Moody's also slapped UC with a minor downgrade, from the second-best rating to the third.


1. Did Tuition Hikes Make Up for State Funding Cuts?
As the UC Regents discussed the budget this week, the headline figure for California higher ed is the five percent public funding increase over last year. This has convinced most people that UC and CSU are getting a good deal from the state.  I've heard the same from some faculty, who tell me that UC is on the mend, and that we should stick to our work and let the economy recover.  Sadly, I don't see this mending in the Regents' budget documents.  What I do see is a hardening of the downward definition of public higher education through budgetary means, with no public debate.

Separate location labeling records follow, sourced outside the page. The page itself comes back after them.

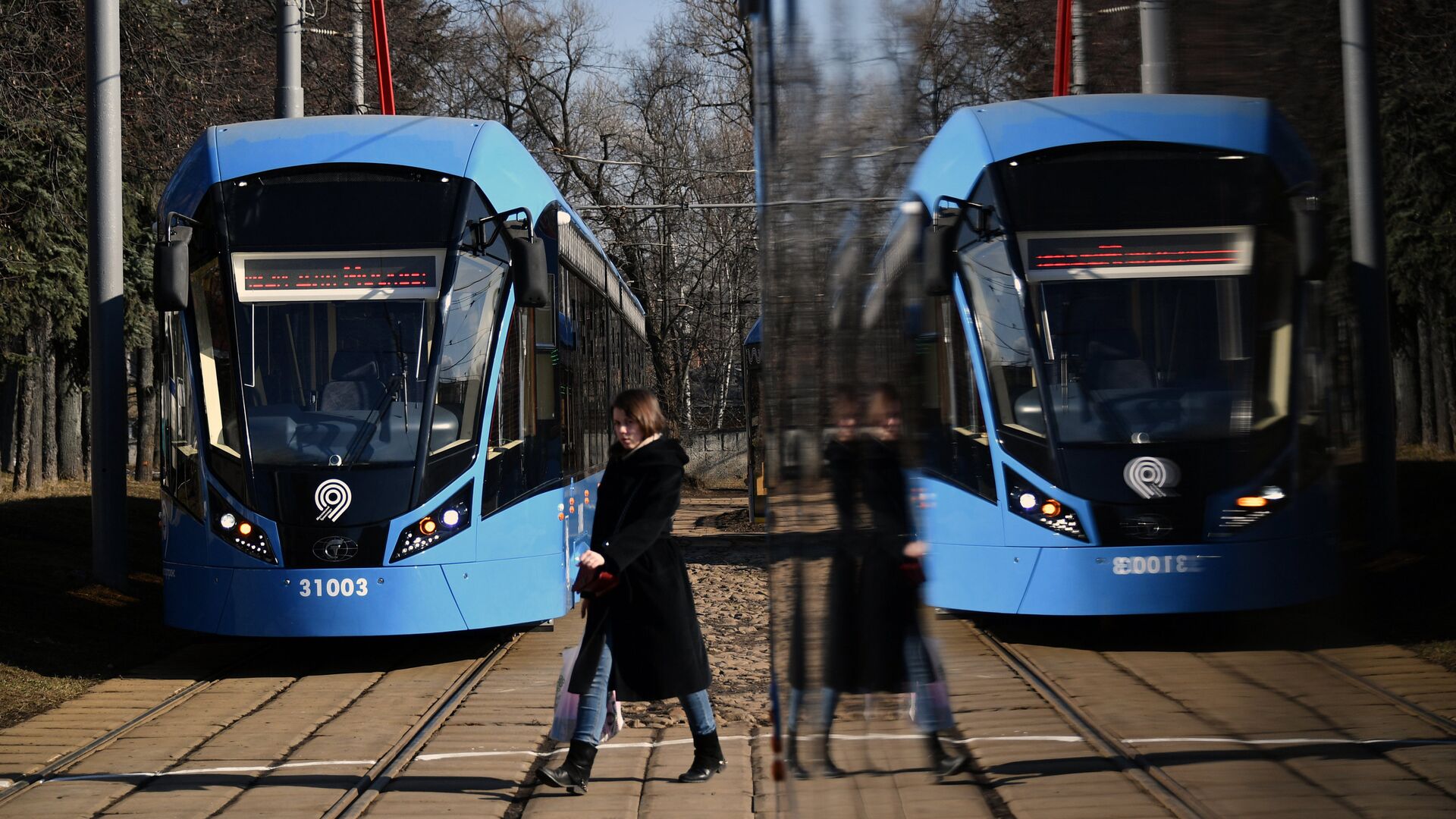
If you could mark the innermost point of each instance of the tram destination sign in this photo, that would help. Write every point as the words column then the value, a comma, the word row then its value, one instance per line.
column 1101, row 254
column 378, row 275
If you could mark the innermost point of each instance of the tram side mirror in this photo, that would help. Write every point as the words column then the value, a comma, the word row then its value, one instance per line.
column 1310, row 241
column 171, row 268
column 940, row 253
column 530, row 271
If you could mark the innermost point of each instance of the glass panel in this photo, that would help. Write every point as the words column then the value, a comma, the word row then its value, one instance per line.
column 178, row 435
column 1163, row 359
column 479, row 287
column 1005, row 340
column 335, row 382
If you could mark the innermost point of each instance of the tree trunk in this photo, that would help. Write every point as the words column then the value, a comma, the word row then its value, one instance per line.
column 1407, row 398
column 86, row 430
column 1442, row 372
column 67, row 423
column 25, row 400
column 1446, row 410
column 146, row 413
column 28, row 466
column 1423, row 359
column 9, row 413
column 49, row 469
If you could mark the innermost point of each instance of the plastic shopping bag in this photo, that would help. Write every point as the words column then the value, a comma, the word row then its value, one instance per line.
column 564, row 722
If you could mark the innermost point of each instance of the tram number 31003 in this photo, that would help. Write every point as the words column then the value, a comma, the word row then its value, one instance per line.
column 1156, row 564
column 334, row 588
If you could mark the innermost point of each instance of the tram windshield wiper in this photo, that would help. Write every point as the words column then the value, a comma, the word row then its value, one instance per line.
column 395, row 390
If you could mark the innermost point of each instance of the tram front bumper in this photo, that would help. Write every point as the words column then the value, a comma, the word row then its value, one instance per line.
column 357, row 602
column 1126, row 580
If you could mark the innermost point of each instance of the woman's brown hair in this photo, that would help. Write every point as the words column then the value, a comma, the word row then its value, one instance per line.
column 884, row 403
column 642, row 407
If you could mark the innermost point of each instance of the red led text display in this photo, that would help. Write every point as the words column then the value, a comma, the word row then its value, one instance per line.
column 1181, row 249
column 341, row 273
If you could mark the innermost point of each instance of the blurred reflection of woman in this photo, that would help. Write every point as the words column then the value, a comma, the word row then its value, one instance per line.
column 892, row 649
column 642, row 637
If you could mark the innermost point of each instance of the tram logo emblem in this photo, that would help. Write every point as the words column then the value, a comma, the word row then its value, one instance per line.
column 335, row 550
column 332, row 497
column 1152, row 477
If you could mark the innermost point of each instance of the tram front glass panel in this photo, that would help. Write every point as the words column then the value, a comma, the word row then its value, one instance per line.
column 318, row 324
column 1141, row 297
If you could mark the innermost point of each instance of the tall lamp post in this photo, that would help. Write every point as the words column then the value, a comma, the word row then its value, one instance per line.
column 107, row 306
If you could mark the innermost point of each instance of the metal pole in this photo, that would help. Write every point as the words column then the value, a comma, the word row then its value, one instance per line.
column 1367, row 262
column 1079, row 50
column 1158, row 49
column 104, row 243
column 289, row 98
column 357, row 63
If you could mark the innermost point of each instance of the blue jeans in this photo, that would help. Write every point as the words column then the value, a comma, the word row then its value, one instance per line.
column 592, row 710
column 932, row 708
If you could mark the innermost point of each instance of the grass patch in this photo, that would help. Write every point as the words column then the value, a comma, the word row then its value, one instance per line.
column 1405, row 595
column 63, row 632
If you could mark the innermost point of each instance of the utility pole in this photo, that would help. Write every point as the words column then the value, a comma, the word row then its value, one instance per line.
column 1079, row 50
column 104, row 245
column 357, row 63
column 1158, row 47
column 1367, row 264
column 289, row 98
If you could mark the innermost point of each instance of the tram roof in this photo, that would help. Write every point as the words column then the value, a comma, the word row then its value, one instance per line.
column 976, row 137
column 478, row 149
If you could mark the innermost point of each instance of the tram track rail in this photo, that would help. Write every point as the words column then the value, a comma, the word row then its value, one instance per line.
column 1360, row 681
column 1131, row 764
column 379, row 777
column 107, row 739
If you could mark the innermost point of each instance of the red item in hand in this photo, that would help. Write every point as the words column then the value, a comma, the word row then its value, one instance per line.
column 595, row 582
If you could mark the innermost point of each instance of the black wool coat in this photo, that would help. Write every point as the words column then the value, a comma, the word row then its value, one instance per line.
column 657, row 646
column 887, row 595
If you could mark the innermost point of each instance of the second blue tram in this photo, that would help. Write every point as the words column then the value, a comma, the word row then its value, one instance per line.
column 1116, row 334
column 392, row 349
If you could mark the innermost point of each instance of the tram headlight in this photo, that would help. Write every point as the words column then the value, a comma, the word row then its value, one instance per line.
column 1041, row 510
column 1247, row 510
column 239, row 532
column 443, row 522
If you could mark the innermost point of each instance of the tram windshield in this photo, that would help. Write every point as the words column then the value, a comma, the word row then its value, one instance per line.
column 1150, row 360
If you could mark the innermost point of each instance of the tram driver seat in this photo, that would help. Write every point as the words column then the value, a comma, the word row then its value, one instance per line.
column 356, row 384
column 1114, row 360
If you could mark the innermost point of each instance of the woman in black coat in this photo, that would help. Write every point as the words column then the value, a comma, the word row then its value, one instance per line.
column 642, row 637
column 890, row 651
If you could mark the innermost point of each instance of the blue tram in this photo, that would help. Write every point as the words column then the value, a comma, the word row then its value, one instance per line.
column 391, row 354
column 1112, row 311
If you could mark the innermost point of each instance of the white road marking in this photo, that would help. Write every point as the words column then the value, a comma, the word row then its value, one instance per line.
column 188, row 771
column 742, row 738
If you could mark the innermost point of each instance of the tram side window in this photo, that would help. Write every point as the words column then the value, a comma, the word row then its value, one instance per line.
column 506, row 458
column 218, row 369
column 968, row 452
column 180, row 468
column 1005, row 338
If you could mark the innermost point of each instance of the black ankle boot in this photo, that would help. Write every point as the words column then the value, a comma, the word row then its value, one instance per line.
column 826, row 764
column 574, row 771
column 791, row 758
column 708, row 760
column 946, row 764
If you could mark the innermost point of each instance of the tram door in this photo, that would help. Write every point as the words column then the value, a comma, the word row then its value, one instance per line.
column 753, row 406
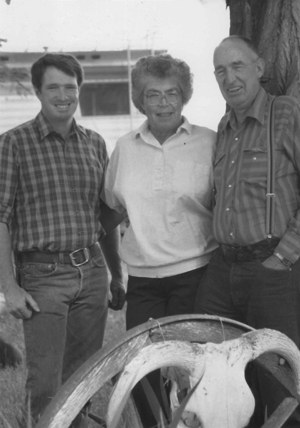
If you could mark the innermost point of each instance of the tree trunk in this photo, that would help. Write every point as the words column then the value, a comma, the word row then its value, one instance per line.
column 274, row 28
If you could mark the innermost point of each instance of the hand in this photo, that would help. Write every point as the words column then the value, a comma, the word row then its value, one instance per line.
column 117, row 295
column 20, row 303
column 273, row 262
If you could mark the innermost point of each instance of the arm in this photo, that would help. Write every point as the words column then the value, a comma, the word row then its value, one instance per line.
column 20, row 303
column 110, row 247
column 289, row 245
column 110, row 218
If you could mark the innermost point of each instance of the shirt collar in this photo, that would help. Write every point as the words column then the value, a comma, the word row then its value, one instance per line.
column 144, row 130
column 256, row 111
column 46, row 129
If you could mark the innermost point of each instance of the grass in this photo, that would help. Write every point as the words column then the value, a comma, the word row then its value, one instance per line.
column 12, row 381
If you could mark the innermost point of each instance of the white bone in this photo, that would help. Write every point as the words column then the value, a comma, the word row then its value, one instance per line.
column 222, row 398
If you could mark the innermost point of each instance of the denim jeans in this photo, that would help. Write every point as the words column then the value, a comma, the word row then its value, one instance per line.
column 260, row 297
column 156, row 298
column 161, row 297
column 69, row 327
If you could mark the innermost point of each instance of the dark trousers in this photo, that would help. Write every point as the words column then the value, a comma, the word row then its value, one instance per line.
column 156, row 298
column 260, row 297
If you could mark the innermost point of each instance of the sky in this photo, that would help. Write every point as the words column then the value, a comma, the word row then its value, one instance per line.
column 187, row 29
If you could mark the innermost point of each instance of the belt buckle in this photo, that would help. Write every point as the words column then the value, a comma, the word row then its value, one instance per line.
column 86, row 253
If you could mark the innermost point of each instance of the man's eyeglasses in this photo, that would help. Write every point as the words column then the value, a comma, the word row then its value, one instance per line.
column 155, row 98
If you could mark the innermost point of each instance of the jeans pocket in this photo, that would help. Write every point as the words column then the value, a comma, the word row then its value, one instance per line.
column 98, row 260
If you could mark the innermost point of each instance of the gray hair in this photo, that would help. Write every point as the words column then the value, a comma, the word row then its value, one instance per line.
column 161, row 66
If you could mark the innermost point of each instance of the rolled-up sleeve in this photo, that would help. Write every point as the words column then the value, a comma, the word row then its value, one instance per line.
column 113, row 172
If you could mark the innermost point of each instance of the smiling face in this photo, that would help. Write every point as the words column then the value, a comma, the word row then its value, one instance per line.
column 58, row 95
column 162, row 104
column 238, row 71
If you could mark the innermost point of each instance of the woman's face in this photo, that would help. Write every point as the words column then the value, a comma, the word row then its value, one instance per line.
column 162, row 103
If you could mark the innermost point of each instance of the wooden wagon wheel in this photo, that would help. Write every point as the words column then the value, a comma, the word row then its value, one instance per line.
column 110, row 360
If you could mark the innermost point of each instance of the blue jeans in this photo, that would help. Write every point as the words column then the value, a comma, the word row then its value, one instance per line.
column 69, row 327
column 260, row 297
column 157, row 298
column 161, row 297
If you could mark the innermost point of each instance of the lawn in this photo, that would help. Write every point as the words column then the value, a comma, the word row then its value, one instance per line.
column 12, row 381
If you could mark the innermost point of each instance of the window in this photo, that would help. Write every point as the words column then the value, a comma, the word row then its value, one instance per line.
column 97, row 99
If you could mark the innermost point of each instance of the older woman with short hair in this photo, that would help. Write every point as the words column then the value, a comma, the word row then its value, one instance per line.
column 161, row 175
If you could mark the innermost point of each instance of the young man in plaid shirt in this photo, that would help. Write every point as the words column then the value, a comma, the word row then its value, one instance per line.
column 52, row 176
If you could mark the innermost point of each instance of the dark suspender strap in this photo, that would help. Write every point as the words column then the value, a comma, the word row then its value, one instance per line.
column 270, row 196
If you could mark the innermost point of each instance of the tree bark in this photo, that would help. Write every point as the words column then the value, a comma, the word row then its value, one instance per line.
column 274, row 28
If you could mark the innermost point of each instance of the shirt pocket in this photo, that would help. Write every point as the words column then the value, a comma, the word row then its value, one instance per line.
column 254, row 165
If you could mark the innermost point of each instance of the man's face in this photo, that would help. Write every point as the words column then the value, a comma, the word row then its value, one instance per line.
column 238, row 71
column 58, row 96
column 163, row 104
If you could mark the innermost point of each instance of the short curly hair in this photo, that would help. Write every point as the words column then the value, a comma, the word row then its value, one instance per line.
column 66, row 63
column 161, row 66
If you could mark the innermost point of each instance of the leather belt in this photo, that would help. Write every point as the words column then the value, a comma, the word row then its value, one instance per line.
column 245, row 253
column 76, row 258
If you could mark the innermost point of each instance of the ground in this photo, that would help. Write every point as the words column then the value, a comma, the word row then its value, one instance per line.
column 12, row 381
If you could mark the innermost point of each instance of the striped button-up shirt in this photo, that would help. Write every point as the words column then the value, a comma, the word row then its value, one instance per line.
column 240, row 172
column 50, row 187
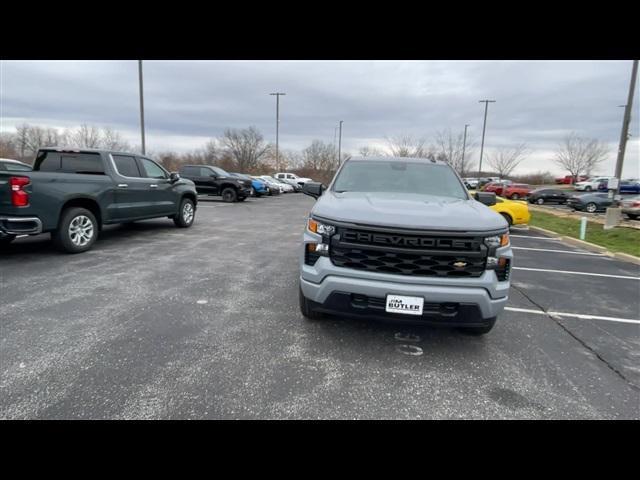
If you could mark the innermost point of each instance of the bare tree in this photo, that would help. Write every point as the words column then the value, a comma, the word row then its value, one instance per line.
column 85, row 136
column 408, row 146
column 368, row 151
column 505, row 160
column 580, row 155
column 8, row 145
column 112, row 140
column 320, row 156
column 246, row 146
column 450, row 148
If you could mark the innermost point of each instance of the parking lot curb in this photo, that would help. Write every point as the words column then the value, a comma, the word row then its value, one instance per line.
column 588, row 246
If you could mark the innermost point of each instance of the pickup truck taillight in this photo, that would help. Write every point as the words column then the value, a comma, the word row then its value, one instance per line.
column 19, row 198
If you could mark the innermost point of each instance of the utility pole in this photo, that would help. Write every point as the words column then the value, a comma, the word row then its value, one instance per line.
column 141, row 105
column 464, row 144
column 624, row 134
column 277, row 94
column 340, row 144
column 484, row 127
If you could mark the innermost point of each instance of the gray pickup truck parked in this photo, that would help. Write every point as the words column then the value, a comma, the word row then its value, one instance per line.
column 73, row 193
column 402, row 239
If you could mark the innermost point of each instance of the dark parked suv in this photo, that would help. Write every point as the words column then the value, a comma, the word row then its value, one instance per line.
column 212, row 180
column 72, row 193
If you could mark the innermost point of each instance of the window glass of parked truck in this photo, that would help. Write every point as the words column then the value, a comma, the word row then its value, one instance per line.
column 400, row 177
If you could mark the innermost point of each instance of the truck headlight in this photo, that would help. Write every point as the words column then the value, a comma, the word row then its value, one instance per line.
column 320, row 228
column 497, row 241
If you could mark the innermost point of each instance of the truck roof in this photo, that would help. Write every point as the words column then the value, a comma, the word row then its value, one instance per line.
column 398, row 159
column 86, row 150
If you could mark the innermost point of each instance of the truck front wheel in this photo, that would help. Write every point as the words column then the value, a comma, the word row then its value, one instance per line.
column 186, row 214
column 77, row 230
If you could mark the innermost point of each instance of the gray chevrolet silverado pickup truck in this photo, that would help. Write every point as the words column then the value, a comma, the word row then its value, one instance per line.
column 72, row 193
column 402, row 239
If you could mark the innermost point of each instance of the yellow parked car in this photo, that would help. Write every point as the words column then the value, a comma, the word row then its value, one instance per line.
column 516, row 212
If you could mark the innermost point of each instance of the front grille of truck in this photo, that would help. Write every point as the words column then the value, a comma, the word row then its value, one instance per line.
column 418, row 255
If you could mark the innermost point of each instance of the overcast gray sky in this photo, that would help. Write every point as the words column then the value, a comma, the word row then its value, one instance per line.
column 188, row 102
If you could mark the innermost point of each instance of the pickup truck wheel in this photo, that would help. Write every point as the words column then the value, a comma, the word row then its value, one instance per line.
column 186, row 214
column 591, row 207
column 6, row 239
column 480, row 330
column 229, row 195
column 77, row 231
column 306, row 309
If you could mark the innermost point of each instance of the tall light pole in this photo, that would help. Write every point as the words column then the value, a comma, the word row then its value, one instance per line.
column 484, row 127
column 464, row 144
column 141, row 105
column 624, row 134
column 340, row 144
column 277, row 94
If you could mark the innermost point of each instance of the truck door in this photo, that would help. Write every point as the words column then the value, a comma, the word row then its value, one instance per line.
column 132, row 190
column 161, row 192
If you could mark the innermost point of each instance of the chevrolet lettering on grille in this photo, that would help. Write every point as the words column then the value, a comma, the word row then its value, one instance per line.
column 410, row 241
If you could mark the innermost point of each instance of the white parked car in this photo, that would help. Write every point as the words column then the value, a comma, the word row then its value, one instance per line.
column 272, row 182
column 591, row 184
column 292, row 178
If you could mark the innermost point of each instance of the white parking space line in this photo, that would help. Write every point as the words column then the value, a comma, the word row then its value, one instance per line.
column 560, row 251
column 576, row 273
column 573, row 315
column 533, row 236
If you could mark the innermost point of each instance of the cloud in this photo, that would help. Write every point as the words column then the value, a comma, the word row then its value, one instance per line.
column 187, row 102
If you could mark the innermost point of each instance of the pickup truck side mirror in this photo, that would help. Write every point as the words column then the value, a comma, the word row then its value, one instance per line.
column 486, row 198
column 313, row 189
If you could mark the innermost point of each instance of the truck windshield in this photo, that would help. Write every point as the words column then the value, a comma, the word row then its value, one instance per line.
column 399, row 177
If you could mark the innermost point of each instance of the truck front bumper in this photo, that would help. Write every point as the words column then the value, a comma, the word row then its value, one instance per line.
column 20, row 225
column 447, row 301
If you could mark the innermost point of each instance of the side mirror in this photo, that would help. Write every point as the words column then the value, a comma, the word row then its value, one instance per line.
column 486, row 198
column 313, row 189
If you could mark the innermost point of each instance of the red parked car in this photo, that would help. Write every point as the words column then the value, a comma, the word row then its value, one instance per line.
column 570, row 179
column 516, row 191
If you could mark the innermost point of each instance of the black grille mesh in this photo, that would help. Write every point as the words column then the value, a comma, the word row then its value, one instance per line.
column 408, row 263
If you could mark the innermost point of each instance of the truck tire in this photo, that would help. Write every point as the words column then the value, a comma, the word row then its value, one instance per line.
column 186, row 214
column 306, row 309
column 229, row 195
column 480, row 330
column 77, row 230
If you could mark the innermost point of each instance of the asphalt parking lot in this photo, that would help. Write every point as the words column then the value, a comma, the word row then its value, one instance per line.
column 159, row 322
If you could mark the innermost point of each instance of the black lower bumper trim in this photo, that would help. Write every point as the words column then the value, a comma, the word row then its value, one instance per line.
column 361, row 306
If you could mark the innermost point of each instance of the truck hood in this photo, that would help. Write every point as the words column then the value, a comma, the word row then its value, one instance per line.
column 406, row 210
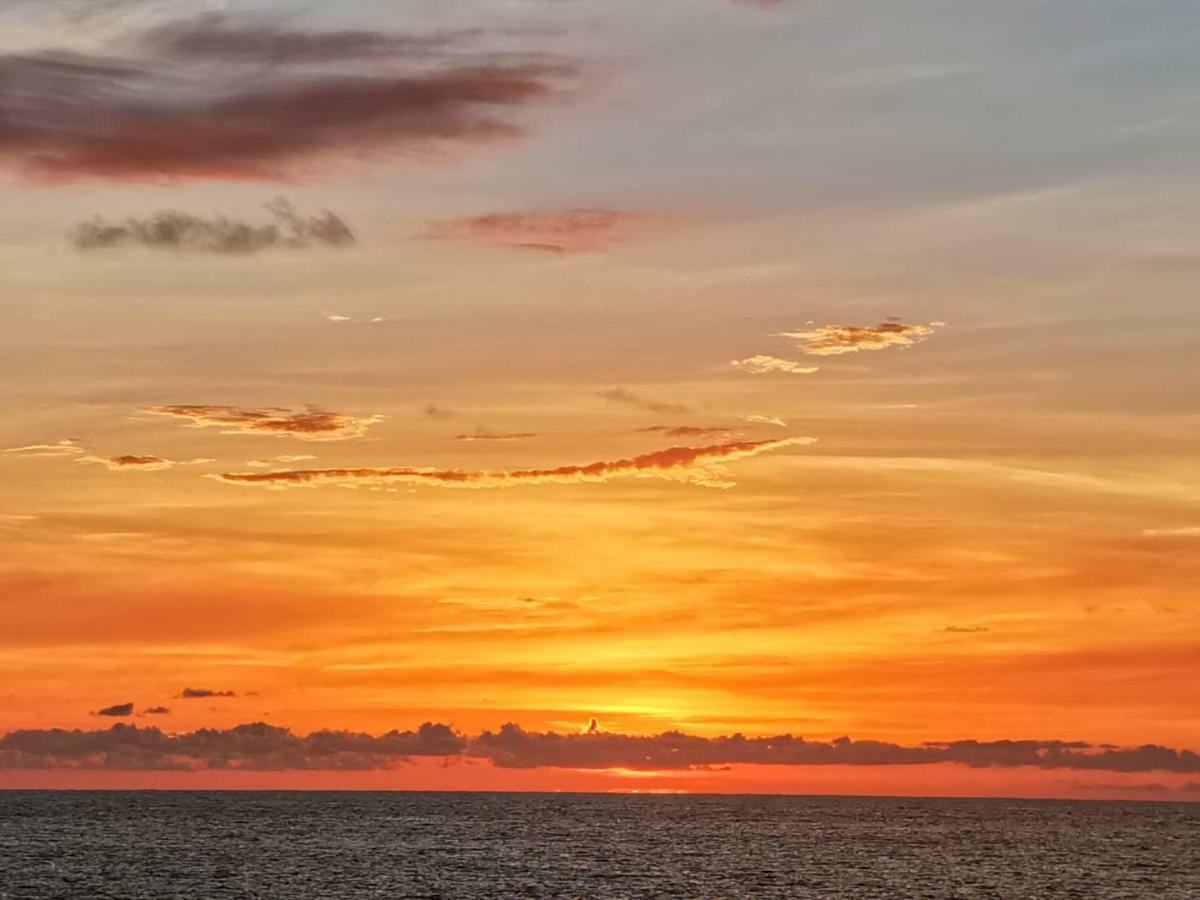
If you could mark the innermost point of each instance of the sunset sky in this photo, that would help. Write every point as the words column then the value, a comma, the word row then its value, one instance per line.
column 665, row 370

The overall state picture is the same today as it was in November, when I wrote an overview entitled "The Old State Funding Model is Dead."  It is still dead, and if you are rusty on our current budgetary framework, you might want to (re)read that summary of the state government's perspective on UC and glance at the chart of the past fifteen years of budget trends. 

In the coming year, UC will receive around $2.8 billion in general fund (GF) receipts, which is about $2.2 billion below where it would have been had its budget grown in step with state personal income after 2000-01 (I use UCOP figures here, page S-4).  That GF total now includes debt payments on UC's General Obligation (GO) bonds, which the state had formerly paid on its own, so operational GF receipts are more like $2.6 billion. This is exactly where GF funding was ten years ago--not counting for inflation or enrollment growth, which Jerry Brown has decided the state will no longer fund.  Proposed future state increases are too small to move the University much off this bottom.  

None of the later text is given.